Leftists – double standards – etc etc etc.
Pulling out a small piece of a post I quoted on the Facecrime thread today:
“How is it OK to make a national news story out of not liking someone’s smile? Mocking someone’s smile is as bad as telling someone they have to smile more, and we’re all supposed to think the latter is blatantly offensive, right?”
One of the commenters at the PJ post mentions that the lawsuits should not be limited to the leftist pundits, but include any “conservative” writers who double-down and don’t apologize.
Works for me.
“. . . people invert truth and falsehood, good and evil, right and wrong, and never see themselves as perpetrators of the same sins they attribute to others.” [Aesop Fan @ 4:12 pm]
It’s not that they don’t see themselves as committing the same sin.
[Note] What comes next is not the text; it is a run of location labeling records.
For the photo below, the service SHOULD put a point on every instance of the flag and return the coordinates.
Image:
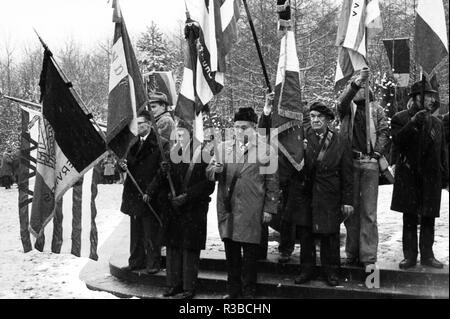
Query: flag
(288, 114)
(161, 81)
(357, 16)
(68, 145)
(126, 89)
(399, 56)
(430, 34)
(210, 31)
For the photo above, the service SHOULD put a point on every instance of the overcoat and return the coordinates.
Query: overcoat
(187, 225)
(419, 178)
(256, 191)
(144, 165)
(328, 185)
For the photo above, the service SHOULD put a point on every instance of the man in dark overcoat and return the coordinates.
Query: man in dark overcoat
(247, 197)
(187, 222)
(146, 234)
(326, 195)
(421, 171)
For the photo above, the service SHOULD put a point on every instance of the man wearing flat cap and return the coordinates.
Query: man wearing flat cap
(158, 104)
(326, 197)
(247, 197)
(362, 230)
(421, 171)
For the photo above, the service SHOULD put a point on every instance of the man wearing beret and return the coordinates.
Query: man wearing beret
(158, 104)
(326, 196)
(421, 171)
(362, 229)
(247, 197)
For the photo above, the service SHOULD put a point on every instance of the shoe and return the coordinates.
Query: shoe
(332, 280)
(284, 258)
(407, 263)
(172, 291)
(352, 262)
(304, 277)
(432, 262)
(152, 271)
(132, 267)
(188, 294)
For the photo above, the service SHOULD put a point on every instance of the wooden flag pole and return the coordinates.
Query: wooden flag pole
(255, 38)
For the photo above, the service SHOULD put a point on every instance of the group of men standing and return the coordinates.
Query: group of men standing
(338, 184)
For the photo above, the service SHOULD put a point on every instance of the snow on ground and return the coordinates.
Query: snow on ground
(48, 275)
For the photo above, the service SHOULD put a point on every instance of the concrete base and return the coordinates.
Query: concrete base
(274, 280)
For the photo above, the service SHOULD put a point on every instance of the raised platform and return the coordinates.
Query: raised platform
(274, 280)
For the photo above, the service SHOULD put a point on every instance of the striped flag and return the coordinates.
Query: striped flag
(430, 34)
(161, 81)
(68, 146)
(288, 115)
(356, 16)
(126, 89)
(210, 31)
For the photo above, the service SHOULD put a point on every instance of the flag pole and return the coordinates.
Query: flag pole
(255, 38)
(366, 93)
(102, 134)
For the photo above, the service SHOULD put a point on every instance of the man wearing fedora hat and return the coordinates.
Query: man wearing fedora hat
(362, 229)
(326, 196)
(247, 197)
(421, 171)
(158, 104)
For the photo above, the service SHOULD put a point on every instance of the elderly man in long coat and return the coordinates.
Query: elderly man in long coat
(143, 162)
(326, 195)
(421, 171)
(187, 222)
(247, 197)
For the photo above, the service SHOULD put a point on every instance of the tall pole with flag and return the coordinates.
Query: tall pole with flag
(210, 31)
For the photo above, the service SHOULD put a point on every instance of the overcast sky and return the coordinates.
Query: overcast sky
(85, 21)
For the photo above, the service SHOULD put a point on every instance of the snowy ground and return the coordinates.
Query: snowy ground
(47, 275)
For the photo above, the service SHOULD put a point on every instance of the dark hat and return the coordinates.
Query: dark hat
(246, 114)
(416, 88)
(184, 124)
(146, 114)
(159, 97)
(323, 109)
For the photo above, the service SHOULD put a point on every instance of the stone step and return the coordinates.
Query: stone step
(276, 285)
(419, 275)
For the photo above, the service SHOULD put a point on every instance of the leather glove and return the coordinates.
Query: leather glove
(419, 117)
(267, 217)
(165, 167)
(122, 164)
(347, 211)
(179, 200)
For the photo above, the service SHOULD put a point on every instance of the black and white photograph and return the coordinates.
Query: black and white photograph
(198, 150)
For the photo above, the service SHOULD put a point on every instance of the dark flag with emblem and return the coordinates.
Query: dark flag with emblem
(68, 145)
(399, 56)
(357, 16)
(210, 32)
(161, 81)
(430, 34)
(126, 89)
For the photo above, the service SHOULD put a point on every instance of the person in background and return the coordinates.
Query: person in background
(143, 161)
(6, 168)
(421, 171)
(158, 104)
(362, 230)
(187, 222)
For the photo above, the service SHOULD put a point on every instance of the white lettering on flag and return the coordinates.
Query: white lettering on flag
(118, 69)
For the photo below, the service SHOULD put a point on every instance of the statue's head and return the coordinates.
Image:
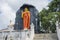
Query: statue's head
(26, 9)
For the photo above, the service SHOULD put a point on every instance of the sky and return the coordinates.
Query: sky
(8, 9)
It’s a method of attack which has become so systematized that it has a name. DARVO: Deny, Attack, Reverse Victim and Opressor.
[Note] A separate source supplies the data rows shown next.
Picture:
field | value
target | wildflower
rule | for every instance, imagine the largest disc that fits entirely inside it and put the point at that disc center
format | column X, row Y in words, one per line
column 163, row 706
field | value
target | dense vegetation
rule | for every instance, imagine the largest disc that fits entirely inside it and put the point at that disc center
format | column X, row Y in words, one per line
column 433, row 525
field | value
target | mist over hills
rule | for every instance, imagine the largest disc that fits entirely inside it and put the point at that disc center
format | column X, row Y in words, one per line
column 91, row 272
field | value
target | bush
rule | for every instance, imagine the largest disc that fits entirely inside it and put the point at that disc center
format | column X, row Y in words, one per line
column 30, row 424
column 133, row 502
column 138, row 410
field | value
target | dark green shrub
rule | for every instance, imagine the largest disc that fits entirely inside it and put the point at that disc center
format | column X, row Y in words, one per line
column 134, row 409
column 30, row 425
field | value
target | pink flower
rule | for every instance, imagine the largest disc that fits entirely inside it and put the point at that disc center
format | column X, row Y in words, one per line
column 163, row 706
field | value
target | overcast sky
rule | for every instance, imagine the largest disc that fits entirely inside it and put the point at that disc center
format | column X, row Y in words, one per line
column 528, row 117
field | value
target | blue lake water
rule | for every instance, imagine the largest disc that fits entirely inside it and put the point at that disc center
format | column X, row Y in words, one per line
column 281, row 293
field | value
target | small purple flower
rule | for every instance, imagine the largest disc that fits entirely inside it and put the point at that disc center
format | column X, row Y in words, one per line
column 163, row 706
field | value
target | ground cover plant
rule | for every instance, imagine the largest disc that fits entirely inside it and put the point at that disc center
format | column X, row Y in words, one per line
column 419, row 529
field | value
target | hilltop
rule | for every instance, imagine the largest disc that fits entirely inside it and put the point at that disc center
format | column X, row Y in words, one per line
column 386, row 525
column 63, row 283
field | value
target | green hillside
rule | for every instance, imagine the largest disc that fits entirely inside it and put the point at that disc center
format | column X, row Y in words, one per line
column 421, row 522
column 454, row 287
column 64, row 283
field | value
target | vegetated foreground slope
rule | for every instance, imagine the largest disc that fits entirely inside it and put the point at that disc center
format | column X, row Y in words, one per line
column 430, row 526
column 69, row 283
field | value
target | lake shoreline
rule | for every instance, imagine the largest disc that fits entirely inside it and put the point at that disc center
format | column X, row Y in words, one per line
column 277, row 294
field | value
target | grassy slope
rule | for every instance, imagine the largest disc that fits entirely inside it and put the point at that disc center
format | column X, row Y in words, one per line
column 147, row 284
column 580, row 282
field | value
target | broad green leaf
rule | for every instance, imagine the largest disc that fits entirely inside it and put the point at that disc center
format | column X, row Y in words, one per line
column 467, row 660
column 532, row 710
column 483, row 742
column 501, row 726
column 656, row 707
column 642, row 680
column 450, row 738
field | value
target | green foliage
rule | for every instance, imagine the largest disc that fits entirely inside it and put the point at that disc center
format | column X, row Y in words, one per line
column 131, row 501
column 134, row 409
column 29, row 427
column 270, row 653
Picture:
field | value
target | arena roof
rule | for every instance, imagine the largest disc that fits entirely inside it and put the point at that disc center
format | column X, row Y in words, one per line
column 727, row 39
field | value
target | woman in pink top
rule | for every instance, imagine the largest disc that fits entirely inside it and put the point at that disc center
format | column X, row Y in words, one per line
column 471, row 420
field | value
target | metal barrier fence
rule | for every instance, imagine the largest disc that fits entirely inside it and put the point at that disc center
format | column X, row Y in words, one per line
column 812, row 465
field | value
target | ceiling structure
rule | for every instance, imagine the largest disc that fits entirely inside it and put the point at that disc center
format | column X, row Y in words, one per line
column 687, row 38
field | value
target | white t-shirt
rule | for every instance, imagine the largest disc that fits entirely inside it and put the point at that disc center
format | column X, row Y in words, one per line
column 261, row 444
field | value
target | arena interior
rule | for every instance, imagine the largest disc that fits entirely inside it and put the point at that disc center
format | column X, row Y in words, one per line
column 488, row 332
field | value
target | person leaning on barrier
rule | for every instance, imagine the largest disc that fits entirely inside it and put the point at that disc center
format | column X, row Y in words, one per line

Good for Robert Barnes! It’s about time! This is a perfect case, too. These students are not public figures, and they are minors. The NY Times, WaPo, magazine writers, entertainment celebrities, and even members of Congress can’t hide behind the Sullivan ruling.
It won’t be enough. I don’t know if anything will be enough. The genie is way out of the bottle – when these kids are denied something important in the future, they won’t be told they’re being denied because of this, but it’ll always be out there.
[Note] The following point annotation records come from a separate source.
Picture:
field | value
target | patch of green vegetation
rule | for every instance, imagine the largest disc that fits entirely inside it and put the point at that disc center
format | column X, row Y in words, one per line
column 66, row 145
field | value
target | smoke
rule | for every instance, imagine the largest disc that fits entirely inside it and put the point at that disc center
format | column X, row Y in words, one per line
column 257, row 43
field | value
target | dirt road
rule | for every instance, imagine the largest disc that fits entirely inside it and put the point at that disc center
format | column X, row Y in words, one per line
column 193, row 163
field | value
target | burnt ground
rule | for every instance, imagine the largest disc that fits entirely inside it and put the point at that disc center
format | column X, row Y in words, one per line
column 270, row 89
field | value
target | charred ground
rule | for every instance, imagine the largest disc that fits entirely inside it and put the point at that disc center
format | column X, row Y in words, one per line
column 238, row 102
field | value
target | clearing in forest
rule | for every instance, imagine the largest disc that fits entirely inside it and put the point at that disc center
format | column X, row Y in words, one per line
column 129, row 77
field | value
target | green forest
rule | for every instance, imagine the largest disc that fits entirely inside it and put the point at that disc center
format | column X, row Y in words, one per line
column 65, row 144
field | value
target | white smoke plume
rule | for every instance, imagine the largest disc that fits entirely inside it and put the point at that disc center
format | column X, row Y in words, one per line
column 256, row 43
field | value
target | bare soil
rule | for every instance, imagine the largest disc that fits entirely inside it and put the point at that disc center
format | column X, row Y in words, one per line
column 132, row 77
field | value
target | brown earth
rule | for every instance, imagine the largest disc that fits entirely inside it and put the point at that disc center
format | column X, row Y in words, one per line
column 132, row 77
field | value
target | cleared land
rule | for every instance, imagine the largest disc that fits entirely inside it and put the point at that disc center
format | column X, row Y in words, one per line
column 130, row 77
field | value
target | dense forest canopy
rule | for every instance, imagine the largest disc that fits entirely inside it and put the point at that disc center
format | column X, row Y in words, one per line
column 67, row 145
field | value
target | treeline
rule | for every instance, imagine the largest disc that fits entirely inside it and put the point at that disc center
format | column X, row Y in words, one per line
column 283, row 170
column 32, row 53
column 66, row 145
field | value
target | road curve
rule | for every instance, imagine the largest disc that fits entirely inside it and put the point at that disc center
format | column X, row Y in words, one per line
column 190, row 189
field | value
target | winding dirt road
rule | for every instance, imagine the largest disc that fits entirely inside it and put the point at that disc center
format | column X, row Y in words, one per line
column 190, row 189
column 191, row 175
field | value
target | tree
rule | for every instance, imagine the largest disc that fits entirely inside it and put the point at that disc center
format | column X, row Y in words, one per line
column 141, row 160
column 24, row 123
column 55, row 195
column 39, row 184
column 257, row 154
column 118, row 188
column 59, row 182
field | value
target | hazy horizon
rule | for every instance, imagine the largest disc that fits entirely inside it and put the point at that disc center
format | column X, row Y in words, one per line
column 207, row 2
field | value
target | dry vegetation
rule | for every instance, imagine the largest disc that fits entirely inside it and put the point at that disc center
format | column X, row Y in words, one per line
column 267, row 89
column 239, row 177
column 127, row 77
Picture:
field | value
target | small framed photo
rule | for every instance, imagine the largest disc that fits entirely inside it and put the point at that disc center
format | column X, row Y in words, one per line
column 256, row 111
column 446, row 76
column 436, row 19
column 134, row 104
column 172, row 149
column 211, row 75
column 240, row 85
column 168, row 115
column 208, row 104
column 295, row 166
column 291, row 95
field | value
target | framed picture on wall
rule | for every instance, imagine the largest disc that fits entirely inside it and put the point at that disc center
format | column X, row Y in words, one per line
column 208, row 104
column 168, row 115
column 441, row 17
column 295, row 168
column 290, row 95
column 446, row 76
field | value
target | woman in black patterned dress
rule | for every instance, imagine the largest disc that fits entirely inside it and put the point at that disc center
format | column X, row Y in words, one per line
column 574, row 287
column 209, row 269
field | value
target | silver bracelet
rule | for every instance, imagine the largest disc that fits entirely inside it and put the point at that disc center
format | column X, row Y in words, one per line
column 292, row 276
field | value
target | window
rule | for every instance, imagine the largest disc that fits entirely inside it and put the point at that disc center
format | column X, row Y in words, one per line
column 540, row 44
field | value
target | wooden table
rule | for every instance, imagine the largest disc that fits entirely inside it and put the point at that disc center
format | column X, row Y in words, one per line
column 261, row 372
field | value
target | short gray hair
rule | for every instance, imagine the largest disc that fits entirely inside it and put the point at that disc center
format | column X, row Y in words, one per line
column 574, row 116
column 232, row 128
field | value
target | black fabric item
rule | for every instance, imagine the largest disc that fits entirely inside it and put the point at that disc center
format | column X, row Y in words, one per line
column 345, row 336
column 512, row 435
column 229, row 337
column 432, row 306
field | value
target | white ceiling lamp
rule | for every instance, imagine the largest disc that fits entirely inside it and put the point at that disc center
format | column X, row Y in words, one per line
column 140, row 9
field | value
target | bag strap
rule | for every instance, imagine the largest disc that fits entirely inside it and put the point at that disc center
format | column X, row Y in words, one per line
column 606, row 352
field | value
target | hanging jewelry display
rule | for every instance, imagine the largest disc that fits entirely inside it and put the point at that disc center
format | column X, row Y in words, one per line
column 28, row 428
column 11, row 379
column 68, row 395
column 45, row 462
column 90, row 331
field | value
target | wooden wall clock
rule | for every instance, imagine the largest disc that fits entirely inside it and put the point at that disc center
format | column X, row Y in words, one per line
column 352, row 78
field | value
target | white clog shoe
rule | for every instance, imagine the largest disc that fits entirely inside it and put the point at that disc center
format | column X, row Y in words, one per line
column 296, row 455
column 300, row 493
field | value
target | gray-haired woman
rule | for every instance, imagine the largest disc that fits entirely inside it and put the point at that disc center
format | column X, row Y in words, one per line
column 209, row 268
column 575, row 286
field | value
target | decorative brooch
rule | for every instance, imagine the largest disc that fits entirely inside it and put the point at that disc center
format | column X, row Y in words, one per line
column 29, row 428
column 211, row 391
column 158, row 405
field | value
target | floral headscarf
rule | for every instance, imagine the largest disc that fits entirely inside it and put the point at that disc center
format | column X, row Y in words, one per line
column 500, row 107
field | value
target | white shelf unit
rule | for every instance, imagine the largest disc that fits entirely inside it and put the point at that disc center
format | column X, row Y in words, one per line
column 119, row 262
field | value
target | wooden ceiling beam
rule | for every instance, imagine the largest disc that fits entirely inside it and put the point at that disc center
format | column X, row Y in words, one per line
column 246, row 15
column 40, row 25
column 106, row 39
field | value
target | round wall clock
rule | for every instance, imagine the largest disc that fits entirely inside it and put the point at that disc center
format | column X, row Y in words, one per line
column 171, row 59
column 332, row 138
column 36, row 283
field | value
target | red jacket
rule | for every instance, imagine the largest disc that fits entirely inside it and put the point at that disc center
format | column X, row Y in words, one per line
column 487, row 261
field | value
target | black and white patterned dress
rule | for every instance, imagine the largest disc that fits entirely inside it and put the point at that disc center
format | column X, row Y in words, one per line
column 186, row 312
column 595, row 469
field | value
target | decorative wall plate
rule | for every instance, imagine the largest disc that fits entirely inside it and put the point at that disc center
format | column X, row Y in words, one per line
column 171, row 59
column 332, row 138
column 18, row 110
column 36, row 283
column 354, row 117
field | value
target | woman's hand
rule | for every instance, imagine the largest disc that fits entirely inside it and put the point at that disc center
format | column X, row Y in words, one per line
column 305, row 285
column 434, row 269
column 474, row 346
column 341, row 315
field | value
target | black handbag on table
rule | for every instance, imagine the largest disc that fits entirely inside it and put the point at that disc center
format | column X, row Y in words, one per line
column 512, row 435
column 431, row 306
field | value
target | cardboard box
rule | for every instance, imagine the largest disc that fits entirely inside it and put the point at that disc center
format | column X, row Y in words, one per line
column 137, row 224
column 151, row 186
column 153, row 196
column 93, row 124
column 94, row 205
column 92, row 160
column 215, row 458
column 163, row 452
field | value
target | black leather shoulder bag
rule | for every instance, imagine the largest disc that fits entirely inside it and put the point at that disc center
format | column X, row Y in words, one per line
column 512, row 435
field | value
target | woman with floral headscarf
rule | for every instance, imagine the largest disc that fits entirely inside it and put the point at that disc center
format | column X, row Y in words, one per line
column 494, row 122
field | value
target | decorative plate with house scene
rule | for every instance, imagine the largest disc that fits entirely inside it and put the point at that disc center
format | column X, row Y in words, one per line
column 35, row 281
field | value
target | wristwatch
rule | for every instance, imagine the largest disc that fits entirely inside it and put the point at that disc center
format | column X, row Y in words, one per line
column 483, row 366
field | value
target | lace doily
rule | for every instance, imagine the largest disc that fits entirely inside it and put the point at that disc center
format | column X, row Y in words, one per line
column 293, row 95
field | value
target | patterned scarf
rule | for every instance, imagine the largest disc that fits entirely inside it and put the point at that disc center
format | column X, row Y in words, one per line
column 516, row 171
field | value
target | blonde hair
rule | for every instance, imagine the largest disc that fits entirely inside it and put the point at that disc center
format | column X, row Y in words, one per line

And it’s true for all of us who don’t toe the appropriate line. I’m a nice person who wishes ill on no one, but I’m not a Leftist; at the moment I live in Texas and feel fairly free to Live While Republican, but we’re likely to move to the West Coast once we figure out where all our kids will be settling down, and at that point I have the choice of being brave, out, and proud like our host, or risking reputation and livelihood if something I say turns out to be a microaggression. I don’t like my chances.
And eventually perhaps one of them will be a Supreme Court nominee, and the deathless spawn of the likes of M. Hironoluluhito will have a grand old time retrieving their pitchforks to stick into him.
.
The thing with “passive-aggressive” is that the term itself is an irrefutable claim and a get-out-of-jail free card.
. . .
To the present posting: I wish to announce my agreement with all. Well said, and well done Mr. Barnes!. And thanks, Neo, for passing on the news.
T on January 23, 2019 at 5:03 pm at 5:03 pm said:
“. . . people invert truth and falsehood, good and evil, right and wrong, and never see themselves as perpetrators of the same sins they attribute to others.” [Aesop Fan @ 4:12 pm]
It’s not that they don’t see themselves as committing the same sin. It’s a method of attack which has become so systematized that it has a name. DARVO: Deny, Attack, Reverse Victim and Opressor.
* * *
Thanks for the information. I am sure the Left’s leadership knows this tactic well.
The useful idiots, however, are probably clueless.